The systemic effect of the drug, through absorption, has overcome constipation, and increased the flow of urine.
In two instances the drug aborted felons which had not attained the suppurative stage. A piece of muslin was wrapped around the ailing digit, and then dipped often in the diluted mixture.
The remedy cured an obstinate roseola of the face—a dilute form of the drug was used on the minute phlegmons several times a day.
It has relieved distressing headache when the scalp near the top of the cranium was wetted with the medicine. It has cured angina pectoris, and relieved tetanic spasms—probably through absorption of a moiety of the drug.
Even in dilute forms the agent will destroy vermin, and the lower forms of both animal and vegetable life. It may be sprayed upon septic ulcers, if the strength of the medicine be tempered to the area of the sore; and the spray may be employed in the throat and nasal passages of the diphtheritic.

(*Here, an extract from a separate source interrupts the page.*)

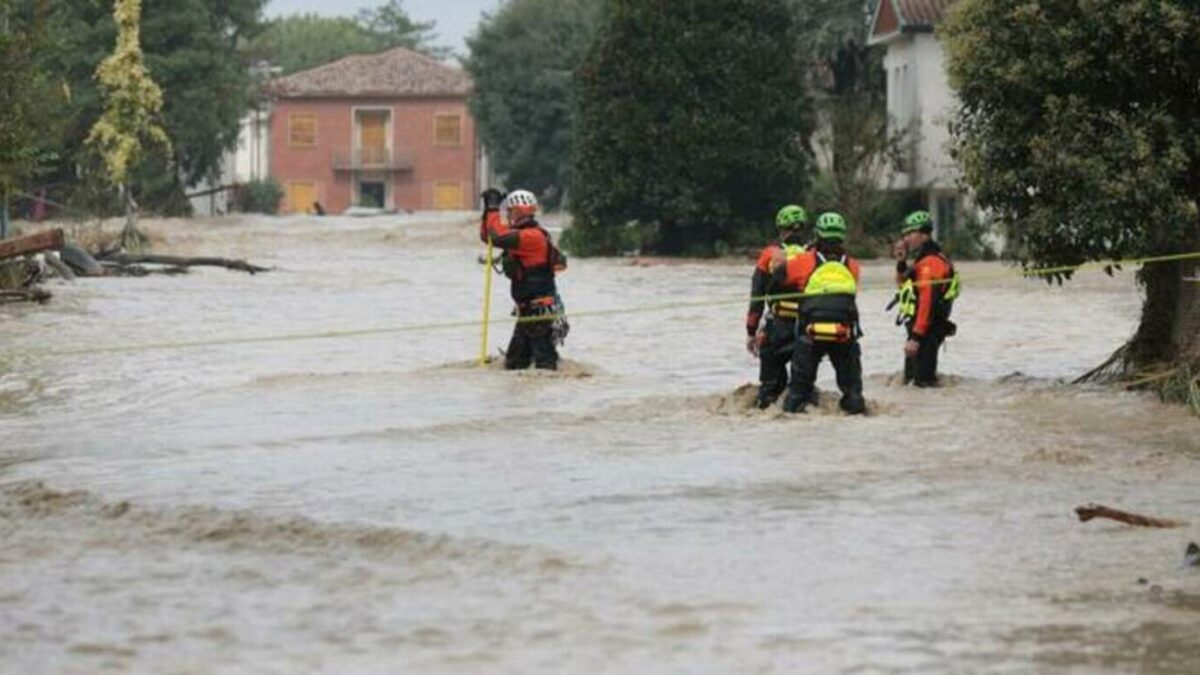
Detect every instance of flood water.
[0,216,1200,673]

I expect to add other uses for the potent remedial agency from month to month. I believe it would destroy the germs of cancer if it could safely be brought in contact with them. I propose to employ a weak form hypodermically.
The medicine is too strong to employ in the rectum and vagina.
Brushed upon a forming carbuncle the inflammation subsided before a "core" formed—the force of the disease was aborted. In the suppurative stage of a furuncle I think the medicine should not be employed, lest too much of the nicotine be absorbed.—HOWE, Eclectic Medical Journal, 1891.